История Социал-Христианского Союза характерна для «подпольного» типа мышления, вдохновленного большевистской мифологией. ВСХСОН строился как настоящая партия, с «главой организации», «начальником идеологического отдела», «хранителем материалов». Руководитель Союза Игорь Огурцов был осужден на 15 лет заключения, в том числе на 7 лет в печально знаменитой Владимирской тюрьме. Власти, перепуганные подпольной организацией, нераскрытой в течение 3 лет, безжалостно расправились с «террористами», хранившими один заржавленный пистолет.
Подпольный характер Союза, закрытый суд над его членами были причиной того, что его деятельность, его программа оставались долгие годы почти неизвестными.
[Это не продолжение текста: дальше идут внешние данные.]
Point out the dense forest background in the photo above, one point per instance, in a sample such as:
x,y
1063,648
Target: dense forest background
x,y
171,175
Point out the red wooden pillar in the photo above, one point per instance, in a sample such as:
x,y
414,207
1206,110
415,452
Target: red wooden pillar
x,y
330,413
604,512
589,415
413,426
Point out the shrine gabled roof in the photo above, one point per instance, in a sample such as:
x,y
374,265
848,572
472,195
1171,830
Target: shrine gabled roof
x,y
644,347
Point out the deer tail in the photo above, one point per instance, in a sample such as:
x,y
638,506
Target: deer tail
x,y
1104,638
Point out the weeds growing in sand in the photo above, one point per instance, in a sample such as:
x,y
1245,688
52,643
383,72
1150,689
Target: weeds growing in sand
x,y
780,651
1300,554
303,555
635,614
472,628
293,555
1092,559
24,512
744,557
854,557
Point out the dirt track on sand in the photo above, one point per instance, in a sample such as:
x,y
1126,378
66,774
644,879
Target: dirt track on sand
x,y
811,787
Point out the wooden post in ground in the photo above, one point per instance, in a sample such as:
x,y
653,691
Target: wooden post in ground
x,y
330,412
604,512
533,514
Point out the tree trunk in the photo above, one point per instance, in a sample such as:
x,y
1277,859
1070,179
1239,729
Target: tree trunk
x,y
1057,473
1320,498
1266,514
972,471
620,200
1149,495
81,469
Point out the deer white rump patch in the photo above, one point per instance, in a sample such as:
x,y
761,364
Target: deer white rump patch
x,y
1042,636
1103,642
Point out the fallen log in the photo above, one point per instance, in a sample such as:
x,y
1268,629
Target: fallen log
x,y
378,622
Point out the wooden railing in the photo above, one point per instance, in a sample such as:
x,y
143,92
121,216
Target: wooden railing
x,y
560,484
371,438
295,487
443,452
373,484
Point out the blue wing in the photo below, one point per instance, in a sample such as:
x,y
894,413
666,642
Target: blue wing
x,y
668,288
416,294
Значительным событием общественной жизни страны стало письмо А. Солженицына, адресованное IV съезду Союза писателей в мае 1967 года. Ни один из 300 делегатов съезда, получивших письмо, не прочитал его с трибуны. Но 80 писателей (затем к ним присоединилось еще 9) потребовали обсуждения вопросов, затронутых Солженицыным. Автор «Одного дня Ивана Денисовича» выступил против цензуры: «Не предусмотренная конституцией и потому незаконная, нигде публично не называемая, цензура под затуманенным именем „Главлита“ тяготеет над нашей художественной литературой и осуществляет произвол литературно-неграмотных людей над писателями. Пережиток средневековья, цензура доволакивает свои мафусаиловы сроки едва ли не в XXI век!»
Осторожно, в завуалированной форме А. Солженицын высказывает мысль о том, что цензура представляет собой основу советской системы, живущей на лжи, запрещающей правду. Три года спустя в Нобелевской лекции 1970 года по литературе он выразит эту мысль в лапидарной форме: «Одно слово правды весь мир перетянет».
Весна в Праге
Непрочитанное на съезде писателей в Москве, письмо Солженицына было прочитано на съезде писателей в Праге и получило поддержку подавляющего большинства чешских и словацких писателей.